In yesterday’s episode, Peter talked to Lang about his hope that he might be able to learn something about himself from Vicki. This reminds longtime viewers of the first year of Dark Shadows, when Vicki’s motivation for staying in the great house of Collinwood was her hope that she would learn who her biological parents were and why she was left as a newborn at the Hammond Foundling Home. Peter even uses the same phrases Vicki had used in expressing the desire to learn more about himself. Moreover, Vicki, like Peter, has an important gap in her memory, having forgotten key details of her time in the eighteenth century.

That Lang has plans for Vicki was strongly suggested last time, when he told her that he expected her to have an extremely significant future. When we see what future he has decreed for a character who is in a position so similar to Vicki’s, and that the future he has in mind for her includes marriage to Barnabas, we can have little doubt that his plans for her are most evil.

The scene between Lang and Peter is a very efficient piece of exposition, but it is poorly executed as drama.
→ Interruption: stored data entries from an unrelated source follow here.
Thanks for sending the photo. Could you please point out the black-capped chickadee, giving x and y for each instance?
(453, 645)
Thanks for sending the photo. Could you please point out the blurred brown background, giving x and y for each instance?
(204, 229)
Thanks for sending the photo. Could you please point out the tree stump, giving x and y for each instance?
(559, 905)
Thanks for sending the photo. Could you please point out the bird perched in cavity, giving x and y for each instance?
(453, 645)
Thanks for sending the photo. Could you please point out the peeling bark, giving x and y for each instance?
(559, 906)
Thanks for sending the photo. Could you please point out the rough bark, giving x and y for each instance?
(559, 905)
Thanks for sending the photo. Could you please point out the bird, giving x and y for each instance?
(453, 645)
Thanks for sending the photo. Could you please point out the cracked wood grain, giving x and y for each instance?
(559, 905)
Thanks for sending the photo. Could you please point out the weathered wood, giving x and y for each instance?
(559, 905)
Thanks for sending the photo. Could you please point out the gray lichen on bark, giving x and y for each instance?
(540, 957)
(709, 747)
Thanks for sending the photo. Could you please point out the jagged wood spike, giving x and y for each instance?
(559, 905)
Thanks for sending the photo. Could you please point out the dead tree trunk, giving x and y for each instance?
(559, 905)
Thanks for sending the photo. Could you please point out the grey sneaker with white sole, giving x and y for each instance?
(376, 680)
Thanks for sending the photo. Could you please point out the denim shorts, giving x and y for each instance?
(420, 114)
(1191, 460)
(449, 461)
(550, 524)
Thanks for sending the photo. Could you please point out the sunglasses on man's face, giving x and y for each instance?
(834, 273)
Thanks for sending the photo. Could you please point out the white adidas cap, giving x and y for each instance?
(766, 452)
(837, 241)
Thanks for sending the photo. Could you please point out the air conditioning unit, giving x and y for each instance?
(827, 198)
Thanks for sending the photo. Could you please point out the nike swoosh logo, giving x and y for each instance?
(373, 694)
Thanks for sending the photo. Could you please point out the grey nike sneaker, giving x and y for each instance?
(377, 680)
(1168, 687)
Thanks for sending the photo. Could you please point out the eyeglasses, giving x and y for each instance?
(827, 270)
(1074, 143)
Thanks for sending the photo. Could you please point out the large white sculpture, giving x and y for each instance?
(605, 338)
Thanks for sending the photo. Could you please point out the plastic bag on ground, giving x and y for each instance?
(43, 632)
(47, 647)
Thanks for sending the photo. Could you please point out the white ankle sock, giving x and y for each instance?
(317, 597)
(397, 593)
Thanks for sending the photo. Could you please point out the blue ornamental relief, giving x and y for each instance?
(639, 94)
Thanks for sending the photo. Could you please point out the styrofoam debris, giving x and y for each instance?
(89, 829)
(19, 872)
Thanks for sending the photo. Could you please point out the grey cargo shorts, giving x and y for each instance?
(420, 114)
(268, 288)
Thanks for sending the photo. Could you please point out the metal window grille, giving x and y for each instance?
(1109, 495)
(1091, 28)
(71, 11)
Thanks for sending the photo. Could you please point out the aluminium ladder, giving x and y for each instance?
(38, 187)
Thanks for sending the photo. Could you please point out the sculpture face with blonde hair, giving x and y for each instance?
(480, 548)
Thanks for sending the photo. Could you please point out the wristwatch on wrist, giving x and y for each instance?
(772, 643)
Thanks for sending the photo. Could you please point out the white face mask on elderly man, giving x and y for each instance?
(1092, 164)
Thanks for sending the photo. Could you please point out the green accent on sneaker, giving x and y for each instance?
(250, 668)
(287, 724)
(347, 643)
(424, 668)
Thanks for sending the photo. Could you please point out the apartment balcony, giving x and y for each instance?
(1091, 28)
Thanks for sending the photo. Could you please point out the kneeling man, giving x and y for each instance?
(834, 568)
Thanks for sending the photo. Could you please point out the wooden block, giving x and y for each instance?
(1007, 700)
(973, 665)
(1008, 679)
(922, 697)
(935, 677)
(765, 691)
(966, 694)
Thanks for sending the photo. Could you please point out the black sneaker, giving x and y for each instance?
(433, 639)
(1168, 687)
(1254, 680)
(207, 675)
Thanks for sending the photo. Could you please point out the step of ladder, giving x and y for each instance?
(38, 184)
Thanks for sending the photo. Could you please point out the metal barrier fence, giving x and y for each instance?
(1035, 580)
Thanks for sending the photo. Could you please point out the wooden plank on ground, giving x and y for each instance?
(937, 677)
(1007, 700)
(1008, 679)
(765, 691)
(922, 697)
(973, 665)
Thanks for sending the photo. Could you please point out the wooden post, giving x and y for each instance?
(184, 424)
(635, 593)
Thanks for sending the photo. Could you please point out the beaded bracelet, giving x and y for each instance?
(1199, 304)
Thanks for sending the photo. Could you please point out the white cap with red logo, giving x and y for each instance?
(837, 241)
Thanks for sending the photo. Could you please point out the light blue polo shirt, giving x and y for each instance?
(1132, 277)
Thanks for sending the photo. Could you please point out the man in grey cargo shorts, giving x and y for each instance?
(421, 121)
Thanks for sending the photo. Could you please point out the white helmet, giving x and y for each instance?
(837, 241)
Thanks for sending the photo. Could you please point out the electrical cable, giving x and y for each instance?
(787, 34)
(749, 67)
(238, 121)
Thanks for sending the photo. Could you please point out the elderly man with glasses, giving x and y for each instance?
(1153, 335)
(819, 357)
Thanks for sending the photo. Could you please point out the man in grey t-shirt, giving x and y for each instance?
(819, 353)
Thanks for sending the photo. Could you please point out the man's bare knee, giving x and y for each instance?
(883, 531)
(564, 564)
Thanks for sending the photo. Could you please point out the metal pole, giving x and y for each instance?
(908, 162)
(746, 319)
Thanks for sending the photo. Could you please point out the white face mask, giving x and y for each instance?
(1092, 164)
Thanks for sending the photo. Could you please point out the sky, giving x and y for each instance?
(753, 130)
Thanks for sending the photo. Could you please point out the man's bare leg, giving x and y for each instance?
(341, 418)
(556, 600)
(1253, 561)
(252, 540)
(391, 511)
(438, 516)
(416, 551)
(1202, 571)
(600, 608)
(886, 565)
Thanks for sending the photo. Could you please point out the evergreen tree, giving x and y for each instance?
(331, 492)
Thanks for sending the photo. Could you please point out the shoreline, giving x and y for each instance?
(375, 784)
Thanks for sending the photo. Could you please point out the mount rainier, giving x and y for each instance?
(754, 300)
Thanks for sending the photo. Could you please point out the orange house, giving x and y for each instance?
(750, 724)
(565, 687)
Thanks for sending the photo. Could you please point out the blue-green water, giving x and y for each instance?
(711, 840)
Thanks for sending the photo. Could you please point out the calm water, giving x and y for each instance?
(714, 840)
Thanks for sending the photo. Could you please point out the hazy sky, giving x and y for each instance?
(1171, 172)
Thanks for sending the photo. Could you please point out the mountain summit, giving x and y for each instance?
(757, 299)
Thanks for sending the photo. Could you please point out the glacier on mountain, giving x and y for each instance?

Addison Powell keeps pulling funny faces for no apparent reason, does not appear to have any control over the volume of his voice, and alternately drifts off his mark and stands unnaturally still. Roger Davis is a highly trained professional actor, but he must have skipped the day when his acting teachers covered means of shouting without sounding constipated. The two of them together are not very easy to watch. I get through their scenes with a further bit of imaginary recasting, picturing a onetime Dark Shadows extra like Harvey Keitel as Peter opposite da Silva’s Lang.